Overall, our findings of race/ethnicity-specific apoC-III-PI interaction on plasma TGs should be interpreted cautiously. Based on an examination of 43 meta-analyses of genetic association studies, Ioannidis et al. concluded that the biological impact of genetic markers on risk for common diseases is usually consistent across racial boundaries [60
]. However, they did find almost a 3-fold greater occurrence of race-specific heterogeneity in genetic effects than would be expected by chance. Thus, the challenge lies in identifying which genetic effects may be influenced by race/ethnicity and what is the basis of such influences. Our findings caution against generalizing results of genetic studies in White samples when considering metabolic traits in HIV-1 populations, particularly for genes with known complex LD structures reported to vary by race/ethnicity.

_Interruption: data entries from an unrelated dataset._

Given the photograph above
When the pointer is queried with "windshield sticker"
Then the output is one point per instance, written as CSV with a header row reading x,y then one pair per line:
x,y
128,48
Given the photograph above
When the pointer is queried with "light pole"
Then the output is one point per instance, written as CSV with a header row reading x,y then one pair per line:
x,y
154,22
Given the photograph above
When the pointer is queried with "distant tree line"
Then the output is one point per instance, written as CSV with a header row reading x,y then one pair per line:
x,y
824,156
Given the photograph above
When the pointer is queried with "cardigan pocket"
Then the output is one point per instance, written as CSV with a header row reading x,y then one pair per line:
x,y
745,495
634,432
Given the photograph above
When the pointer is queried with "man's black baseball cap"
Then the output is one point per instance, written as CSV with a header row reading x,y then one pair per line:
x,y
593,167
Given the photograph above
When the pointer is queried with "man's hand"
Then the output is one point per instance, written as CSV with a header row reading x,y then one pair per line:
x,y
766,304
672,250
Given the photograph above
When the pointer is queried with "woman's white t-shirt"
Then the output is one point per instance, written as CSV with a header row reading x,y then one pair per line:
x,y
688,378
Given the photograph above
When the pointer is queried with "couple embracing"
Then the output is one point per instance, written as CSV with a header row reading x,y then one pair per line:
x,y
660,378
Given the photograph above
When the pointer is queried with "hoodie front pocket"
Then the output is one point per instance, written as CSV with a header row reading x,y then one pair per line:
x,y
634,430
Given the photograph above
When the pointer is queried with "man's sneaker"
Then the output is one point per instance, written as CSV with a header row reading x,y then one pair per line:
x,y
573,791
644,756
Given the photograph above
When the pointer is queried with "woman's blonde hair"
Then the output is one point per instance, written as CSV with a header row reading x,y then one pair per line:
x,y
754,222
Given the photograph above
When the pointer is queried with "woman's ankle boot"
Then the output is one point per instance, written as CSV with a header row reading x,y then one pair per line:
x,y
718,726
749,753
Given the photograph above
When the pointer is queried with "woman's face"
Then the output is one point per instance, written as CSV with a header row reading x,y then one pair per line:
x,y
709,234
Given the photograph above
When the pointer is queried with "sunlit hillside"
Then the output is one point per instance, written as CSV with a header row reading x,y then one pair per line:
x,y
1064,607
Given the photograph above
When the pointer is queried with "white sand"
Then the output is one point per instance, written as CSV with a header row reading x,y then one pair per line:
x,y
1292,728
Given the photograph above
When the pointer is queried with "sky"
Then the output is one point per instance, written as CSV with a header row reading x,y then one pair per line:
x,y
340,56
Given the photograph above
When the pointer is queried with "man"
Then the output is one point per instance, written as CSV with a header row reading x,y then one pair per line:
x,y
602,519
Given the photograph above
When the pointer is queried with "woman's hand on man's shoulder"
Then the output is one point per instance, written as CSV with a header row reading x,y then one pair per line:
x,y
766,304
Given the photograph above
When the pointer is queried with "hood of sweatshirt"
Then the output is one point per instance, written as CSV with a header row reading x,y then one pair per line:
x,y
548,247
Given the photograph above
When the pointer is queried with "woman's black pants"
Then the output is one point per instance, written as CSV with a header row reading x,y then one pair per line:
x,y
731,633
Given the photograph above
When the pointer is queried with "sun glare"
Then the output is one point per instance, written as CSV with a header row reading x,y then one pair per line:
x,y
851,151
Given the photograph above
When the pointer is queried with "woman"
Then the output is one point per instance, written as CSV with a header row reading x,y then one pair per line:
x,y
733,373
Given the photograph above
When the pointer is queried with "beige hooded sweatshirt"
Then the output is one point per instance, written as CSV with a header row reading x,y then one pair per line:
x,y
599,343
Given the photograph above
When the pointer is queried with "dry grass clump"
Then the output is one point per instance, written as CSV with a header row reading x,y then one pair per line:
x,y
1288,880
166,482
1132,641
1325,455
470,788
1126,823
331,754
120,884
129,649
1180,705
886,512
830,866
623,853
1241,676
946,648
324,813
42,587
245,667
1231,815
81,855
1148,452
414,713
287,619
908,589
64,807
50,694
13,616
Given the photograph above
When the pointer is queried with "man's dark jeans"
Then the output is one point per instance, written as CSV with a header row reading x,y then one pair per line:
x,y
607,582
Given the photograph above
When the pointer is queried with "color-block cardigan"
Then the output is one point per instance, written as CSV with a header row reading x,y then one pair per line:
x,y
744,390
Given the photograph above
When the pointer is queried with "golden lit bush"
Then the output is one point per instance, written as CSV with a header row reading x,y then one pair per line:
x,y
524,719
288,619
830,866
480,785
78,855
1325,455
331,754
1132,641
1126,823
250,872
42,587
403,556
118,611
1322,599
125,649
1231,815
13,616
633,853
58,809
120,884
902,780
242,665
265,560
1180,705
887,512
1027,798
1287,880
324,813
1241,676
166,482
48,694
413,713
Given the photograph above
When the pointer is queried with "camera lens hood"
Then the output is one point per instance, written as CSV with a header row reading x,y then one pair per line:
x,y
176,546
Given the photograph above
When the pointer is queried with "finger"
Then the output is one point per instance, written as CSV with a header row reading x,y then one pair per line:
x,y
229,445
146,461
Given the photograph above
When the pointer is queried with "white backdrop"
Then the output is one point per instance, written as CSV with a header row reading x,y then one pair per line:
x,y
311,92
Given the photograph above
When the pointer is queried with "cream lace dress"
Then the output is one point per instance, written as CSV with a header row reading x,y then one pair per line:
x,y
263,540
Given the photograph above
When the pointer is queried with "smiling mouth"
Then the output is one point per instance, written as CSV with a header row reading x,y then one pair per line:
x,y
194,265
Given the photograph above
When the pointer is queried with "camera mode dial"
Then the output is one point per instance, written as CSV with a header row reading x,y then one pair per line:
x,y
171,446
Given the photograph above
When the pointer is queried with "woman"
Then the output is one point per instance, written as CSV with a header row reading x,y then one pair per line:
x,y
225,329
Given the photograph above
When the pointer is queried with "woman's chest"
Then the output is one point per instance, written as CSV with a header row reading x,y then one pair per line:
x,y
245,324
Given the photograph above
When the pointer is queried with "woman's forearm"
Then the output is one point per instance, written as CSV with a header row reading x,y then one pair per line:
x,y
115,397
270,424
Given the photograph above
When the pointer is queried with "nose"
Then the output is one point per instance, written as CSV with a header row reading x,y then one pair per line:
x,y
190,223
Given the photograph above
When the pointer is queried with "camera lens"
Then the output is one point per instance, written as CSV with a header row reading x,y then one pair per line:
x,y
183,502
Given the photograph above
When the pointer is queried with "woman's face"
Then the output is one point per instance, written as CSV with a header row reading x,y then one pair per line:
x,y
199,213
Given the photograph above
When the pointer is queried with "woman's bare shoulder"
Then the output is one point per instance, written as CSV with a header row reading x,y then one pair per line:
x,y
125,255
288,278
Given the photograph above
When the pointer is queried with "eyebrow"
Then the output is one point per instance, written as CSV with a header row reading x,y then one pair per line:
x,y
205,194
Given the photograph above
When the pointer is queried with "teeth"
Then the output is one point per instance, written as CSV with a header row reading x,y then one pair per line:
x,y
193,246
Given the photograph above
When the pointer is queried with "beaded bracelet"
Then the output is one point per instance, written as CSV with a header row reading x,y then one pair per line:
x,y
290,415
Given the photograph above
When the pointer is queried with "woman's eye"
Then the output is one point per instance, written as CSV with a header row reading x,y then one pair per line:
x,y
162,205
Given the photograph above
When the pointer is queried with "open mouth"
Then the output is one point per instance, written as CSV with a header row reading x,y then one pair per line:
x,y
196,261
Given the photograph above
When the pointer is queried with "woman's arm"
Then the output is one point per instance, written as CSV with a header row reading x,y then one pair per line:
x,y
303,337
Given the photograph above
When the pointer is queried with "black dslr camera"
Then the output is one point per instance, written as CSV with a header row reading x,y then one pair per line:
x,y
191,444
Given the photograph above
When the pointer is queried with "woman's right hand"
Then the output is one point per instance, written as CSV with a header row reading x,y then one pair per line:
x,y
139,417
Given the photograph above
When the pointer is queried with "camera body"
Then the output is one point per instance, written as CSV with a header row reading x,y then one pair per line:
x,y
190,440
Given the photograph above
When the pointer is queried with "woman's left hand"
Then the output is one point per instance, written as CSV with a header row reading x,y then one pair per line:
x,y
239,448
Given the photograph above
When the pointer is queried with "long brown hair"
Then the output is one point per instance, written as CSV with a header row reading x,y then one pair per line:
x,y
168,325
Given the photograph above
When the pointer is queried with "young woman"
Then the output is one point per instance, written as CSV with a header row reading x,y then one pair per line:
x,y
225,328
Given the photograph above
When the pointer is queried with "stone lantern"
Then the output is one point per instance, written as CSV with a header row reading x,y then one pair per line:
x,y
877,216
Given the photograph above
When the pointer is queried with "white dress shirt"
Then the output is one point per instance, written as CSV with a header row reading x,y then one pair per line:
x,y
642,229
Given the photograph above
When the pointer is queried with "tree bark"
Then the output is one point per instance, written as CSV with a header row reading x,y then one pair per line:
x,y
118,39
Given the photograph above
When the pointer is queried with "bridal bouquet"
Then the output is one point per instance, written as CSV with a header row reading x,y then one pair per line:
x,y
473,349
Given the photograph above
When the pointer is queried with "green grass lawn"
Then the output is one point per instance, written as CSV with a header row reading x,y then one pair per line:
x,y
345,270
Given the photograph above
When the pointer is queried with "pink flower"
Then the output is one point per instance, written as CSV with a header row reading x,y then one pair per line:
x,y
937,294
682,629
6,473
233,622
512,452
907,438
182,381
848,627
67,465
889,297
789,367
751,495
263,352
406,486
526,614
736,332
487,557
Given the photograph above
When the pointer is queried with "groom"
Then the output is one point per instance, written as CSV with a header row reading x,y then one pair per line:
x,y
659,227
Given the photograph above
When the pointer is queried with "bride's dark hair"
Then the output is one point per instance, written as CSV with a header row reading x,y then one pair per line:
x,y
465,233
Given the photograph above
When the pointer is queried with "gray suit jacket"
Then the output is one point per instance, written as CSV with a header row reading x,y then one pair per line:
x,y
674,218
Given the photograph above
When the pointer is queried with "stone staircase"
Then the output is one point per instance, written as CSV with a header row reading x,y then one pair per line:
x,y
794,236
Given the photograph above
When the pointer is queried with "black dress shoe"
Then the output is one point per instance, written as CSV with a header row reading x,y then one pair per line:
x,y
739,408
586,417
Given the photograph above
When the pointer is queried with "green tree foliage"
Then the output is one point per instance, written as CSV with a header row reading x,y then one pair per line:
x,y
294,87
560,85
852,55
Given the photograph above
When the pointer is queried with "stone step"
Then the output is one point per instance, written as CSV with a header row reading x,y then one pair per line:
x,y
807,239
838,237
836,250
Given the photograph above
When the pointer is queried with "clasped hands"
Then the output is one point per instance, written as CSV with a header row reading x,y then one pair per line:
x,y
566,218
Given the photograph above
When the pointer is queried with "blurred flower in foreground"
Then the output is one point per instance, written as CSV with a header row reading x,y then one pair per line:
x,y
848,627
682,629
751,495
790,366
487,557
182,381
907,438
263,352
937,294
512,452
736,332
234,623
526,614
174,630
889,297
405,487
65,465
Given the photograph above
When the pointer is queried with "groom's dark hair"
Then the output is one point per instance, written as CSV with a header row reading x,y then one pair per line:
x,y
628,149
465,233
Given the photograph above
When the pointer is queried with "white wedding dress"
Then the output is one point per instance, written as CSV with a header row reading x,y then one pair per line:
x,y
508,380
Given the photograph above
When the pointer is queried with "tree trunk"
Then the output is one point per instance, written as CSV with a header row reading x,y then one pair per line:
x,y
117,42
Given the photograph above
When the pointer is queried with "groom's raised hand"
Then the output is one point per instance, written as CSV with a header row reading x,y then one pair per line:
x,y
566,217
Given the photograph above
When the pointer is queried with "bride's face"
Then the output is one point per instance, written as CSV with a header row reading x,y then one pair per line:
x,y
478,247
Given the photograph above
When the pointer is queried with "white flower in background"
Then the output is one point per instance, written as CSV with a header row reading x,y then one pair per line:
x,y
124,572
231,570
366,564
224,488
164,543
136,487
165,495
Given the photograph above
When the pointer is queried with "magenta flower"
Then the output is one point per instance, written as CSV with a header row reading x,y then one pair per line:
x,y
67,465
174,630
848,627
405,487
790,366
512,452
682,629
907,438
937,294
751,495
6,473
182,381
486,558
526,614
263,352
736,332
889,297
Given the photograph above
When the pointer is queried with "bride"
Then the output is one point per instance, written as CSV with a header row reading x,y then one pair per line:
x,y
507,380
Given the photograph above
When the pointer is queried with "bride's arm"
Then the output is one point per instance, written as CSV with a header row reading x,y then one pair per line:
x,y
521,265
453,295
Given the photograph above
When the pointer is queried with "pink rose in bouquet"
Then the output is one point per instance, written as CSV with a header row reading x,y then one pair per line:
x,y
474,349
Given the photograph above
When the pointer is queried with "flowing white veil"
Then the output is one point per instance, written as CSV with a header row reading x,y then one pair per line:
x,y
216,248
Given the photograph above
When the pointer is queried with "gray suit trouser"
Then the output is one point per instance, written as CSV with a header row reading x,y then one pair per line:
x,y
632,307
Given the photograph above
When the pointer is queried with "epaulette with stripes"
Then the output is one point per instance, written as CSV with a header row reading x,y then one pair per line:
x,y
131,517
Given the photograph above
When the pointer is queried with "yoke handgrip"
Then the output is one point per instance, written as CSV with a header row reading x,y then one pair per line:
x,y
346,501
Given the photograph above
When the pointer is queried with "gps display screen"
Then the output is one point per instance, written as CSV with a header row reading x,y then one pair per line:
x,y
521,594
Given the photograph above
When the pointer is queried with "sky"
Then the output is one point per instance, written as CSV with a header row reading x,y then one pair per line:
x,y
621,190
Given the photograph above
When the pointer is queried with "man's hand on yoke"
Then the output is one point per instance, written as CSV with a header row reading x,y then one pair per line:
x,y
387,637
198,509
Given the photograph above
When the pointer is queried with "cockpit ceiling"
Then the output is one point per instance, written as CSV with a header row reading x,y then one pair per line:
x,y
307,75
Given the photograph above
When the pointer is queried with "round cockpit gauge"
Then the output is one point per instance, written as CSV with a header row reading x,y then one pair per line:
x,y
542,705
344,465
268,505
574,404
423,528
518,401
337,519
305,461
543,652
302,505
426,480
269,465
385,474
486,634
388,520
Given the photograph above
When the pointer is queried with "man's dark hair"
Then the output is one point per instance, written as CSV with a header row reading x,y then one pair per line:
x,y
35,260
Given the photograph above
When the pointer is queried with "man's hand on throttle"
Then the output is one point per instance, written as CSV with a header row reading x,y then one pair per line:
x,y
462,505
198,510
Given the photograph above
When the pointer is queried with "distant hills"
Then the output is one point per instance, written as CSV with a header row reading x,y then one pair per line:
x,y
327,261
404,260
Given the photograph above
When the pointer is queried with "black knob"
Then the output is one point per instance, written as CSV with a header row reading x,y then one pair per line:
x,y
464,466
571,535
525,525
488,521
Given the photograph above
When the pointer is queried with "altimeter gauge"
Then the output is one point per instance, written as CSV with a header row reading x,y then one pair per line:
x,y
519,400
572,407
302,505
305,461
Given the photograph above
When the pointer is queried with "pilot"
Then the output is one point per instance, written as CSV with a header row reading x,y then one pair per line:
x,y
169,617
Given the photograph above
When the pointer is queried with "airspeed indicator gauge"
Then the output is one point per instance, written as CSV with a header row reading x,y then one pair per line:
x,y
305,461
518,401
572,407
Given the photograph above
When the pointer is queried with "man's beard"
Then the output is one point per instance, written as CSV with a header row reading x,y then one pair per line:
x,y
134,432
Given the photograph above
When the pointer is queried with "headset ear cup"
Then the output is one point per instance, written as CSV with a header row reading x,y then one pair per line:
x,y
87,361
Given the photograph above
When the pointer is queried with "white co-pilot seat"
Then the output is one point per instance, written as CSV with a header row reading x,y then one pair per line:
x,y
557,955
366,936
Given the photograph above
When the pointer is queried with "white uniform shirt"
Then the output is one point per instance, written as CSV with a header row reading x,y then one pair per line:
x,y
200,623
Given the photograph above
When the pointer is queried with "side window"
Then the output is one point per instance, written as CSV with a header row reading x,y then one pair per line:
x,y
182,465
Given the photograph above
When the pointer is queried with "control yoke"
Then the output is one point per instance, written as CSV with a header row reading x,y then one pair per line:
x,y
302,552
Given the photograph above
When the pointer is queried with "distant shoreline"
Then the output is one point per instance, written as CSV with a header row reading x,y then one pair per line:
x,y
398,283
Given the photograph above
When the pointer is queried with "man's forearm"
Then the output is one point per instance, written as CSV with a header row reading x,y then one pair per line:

In summary, this study provides novel information regarding HIV-1 subgroups that may be at differential risk of developing metabolic and CV complications of ART. Approaches that account for racial/ethnic heterogeneity are mandated in pharamcogenetic studies of such complications given the multi-ethnic distribution of HIV-1 infection, concerns regarding future atherosclerotic CV disease in these populations, and the potential to use alternative strategies [16
] to reverse or avoid metabolic effects of ART.